The final two parts of this article looks at how to keep your own local branches up to date with the development branch of your project and also shows you how to merge someone else’s branch with your own.

To pull all the latest changes from a remote branch into a local branch, the bzr pull command is used. You navigate to the local branch you wish to pull changes for and then issue the pull command.

This will bring in all the merges and changesets of the branch you originally branched from into the local branch. In our case, the local “trunk” branch was branched originally from the branch at lp:mysql-server/5.1 and so if we do:

cd ~/repos/mysql-server-5.1/trunk
bzr pull

We will update our local trunk branch with the changes in the active development branch on Launchpad.

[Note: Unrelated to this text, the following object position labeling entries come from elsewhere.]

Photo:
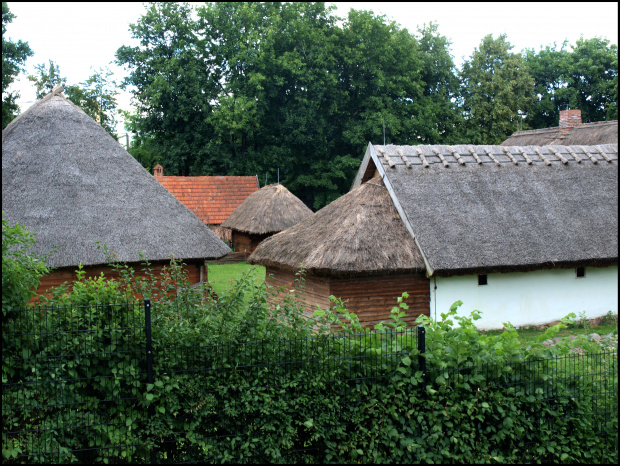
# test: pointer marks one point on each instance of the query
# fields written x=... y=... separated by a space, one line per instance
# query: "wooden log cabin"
x=357 y=249
x=264 y=213
x=67 y=180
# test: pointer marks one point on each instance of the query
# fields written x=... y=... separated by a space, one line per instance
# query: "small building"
x=211 y=198
x=67 y=180
x=264 y=213
x=571 y=132
x=525 y=234
x=355 y=248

Merging Local Code with a Trunk Branch

A merge, as alluded to above, is simply when you want to combine the code changes of one branch with the code in another. We use the bzr merge command to do so. The merge command takes a single argument: the location of the branch you wish to merge into the current one.

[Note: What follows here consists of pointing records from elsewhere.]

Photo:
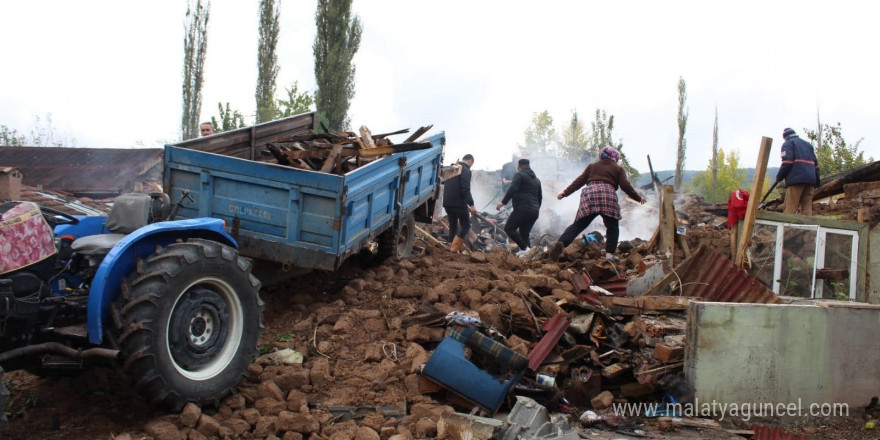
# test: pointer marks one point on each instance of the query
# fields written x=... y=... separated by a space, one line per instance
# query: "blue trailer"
x=162 y=290
x=301 y=218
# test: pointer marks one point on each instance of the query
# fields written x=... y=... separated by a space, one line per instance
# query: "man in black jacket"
x=457 y=201
x=800 y=169
x=525 y=191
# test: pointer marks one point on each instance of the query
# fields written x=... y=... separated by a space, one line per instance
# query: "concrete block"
x=664 y=352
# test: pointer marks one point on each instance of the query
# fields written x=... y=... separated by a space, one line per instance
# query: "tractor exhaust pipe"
x=59 y=348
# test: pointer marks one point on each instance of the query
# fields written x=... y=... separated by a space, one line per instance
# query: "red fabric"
x=25 y=237
x=736 y=206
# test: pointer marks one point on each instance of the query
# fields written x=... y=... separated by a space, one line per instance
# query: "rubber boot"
x=456 y=244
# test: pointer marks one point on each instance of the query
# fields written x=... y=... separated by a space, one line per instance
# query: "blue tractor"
x=170 y=302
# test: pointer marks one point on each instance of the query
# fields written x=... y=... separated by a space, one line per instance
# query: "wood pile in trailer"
x=339 y=152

To demonstrate how the merge command is used, I’ll just paste the work I just did for the Drizzle project in merging in a contributor’s fixes into trunk:

[509][jpipes@serialcoder: /home/jpipes/repos/drizzle]$ cd trunk/
[510][jpipes@serialcoder: /home/jpipes/repos/drizzle/trunk]$ bzr merge ../grant-bug261687/
 M  drizzled/                                            
All changes applied successfully.
[511][jpipes@serialcoder: /home/jpipes/repos/drizzle/trunk]$ bzr commit -m \
"Merged Grant's fixes for sql_derived.  Fixes bug#261687" --fixes lp:261687
Committing to: /home/jpipes/repos/drizzle/trunk/
modified drizzled/
Committed revision 373.

The above was executed after a pulled Grant’s branch called bug261687, built the code, and ran the test suite to ensure no failures. I change to my local branch of the drizzle project development branch (called “trunk” locally). I then merge Grant’s branch into trunk locally with the bzr merge ../grant-bug261687 command. After merging, I must commit the trunk code. I do so, making a comment that this is a merge of Grant’s work, and noting the bug # which the changeset fixes. Once I do this, I am free to bzr push lp:drizzle and push the local merge to Launchpad…


As you can see, Launchpad and Bazaar is a feature-full code management system with a lot of bells and whistles. Hopefully, this article can get you started in your adventures in contributing to projects hosted on Bazaar/ See you on Launchpad! Up next in this series: how to do task management with Launchpad’s Blueprints system.